Interesting, she thought, that a man who seemed relatively contemptuous of religion should speak so casually of sin. She said, “I’ve worked some of it out in my mind, but I can’t quite figure out what Jack was doing with you at Flynn’s that night.”
“Drinking whiskey.” Will leaned back against a tree, lit a cigarette.
“No, I mean—”
“I know what you mean. The first time I ran into Jack after Andersonville was the day they hanged Henry Wirz at the Old Capital Prison in Washington. They were issuing tickets for that particular show, and I’d made it my business to get one. Ernest Tulley could never have worked his evil if Wirz hadn’t looked the other way. Jack noticed me in the crowd, and later, after a couple of beers, I asked him if he wouldn’t mind forgetting he’d ever seen me. He said, ‘Of course, old man,’ without even asking why. He understood instinctively. I always appreciated that.”
“So you stayed in touch and ended up spending that Saturday evening together at Flynn’s,” she said.
“The early part of the evening went pretty much as I’ve already told you—seeing Tulley, pulling him off the girl... But then Jack showed up, and by that time I was pretty far gone on gong, and I blurted out the whole story—about Tulley killing Robbie, and how he’d been there earlier and left. I pointed out that other fellow who looked like Tulley...”
“Roy Noonan?”
“Him, yes. I said, ‘That’s what he looks like. Let me know if he comes back.’ I wanted Tulley tried and hanged by the War Department. I thought he should die as Wirz had died—publicly shamed, kicking and choking. Jack, though...” Will shook his head. “He was drunk even before he got there, and my story about Robbie really lit his fuse. He’d loved Robbie like a brother, and he always felt as if he’d abandoned him when he retreated with the regiment instead of letting himself be captured.”

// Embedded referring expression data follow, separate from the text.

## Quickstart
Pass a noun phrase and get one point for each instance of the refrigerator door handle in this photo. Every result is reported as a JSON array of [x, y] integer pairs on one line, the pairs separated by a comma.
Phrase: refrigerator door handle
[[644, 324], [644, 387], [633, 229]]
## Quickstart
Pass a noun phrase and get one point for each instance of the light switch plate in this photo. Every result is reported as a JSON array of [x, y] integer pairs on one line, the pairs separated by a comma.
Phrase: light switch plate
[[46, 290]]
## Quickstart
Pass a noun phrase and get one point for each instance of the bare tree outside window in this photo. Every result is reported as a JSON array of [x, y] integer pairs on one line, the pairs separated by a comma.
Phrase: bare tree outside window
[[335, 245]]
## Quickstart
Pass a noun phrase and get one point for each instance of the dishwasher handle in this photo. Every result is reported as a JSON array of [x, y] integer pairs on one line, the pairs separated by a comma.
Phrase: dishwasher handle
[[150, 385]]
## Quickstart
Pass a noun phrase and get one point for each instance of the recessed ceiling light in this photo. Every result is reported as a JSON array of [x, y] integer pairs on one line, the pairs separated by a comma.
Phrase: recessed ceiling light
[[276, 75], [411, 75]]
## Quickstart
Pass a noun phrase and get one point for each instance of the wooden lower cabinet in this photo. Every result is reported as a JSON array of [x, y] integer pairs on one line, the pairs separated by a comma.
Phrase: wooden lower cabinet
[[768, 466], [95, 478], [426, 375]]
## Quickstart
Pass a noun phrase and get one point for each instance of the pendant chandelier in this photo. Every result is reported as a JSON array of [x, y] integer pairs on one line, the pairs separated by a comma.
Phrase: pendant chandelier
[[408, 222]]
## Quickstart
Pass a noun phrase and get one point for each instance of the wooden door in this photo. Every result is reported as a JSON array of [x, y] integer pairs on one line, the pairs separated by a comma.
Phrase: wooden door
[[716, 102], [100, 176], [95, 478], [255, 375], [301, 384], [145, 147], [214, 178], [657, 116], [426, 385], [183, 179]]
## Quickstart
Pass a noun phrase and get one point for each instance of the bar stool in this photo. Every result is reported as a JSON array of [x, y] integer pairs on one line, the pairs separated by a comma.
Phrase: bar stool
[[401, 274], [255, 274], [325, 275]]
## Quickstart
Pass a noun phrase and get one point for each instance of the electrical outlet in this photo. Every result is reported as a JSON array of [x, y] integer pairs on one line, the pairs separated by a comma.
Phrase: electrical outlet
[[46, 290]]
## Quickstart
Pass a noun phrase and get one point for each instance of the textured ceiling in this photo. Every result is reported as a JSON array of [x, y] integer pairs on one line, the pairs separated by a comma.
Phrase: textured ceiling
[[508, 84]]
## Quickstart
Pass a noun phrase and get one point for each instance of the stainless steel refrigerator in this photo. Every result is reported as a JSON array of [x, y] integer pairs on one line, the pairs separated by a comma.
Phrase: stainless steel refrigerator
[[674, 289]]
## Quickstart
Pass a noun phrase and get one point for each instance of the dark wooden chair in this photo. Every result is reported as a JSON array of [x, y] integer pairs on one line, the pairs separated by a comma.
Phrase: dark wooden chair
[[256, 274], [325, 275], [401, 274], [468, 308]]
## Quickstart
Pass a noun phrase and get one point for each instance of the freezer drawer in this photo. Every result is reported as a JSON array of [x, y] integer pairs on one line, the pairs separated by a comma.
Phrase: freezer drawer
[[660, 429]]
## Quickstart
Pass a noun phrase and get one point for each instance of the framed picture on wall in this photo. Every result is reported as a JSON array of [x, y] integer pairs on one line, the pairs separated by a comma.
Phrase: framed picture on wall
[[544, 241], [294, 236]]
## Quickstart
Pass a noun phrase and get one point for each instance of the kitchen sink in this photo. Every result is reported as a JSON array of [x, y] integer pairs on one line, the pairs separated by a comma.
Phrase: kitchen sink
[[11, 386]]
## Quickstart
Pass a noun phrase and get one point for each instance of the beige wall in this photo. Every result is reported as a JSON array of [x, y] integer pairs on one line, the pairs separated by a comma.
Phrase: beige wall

“I know. That’s absurd, though.”
On a plume of smoke, Will said, “People are absurd, Nell. Anyway, Jack was...not himself that night. He thought we should take matters into our own hands.”
“Kill Tulley.”
Will nodded. “Avenge Robbie ourselves, like men—that was how he viewed it. I think he wanted to prove something, and he saw this as the way. He was so soused I didn’t think he could possibly pull it off—that was my second mistake. I smoked myself into my usual coma and awoke to the sounds of a scuffle out in the alley. It seems Jack had been looking out the window and saw Tulley come back. He grabbed my bistoury, went out to the alley and...” He shrugged and took a draw on his cigarette.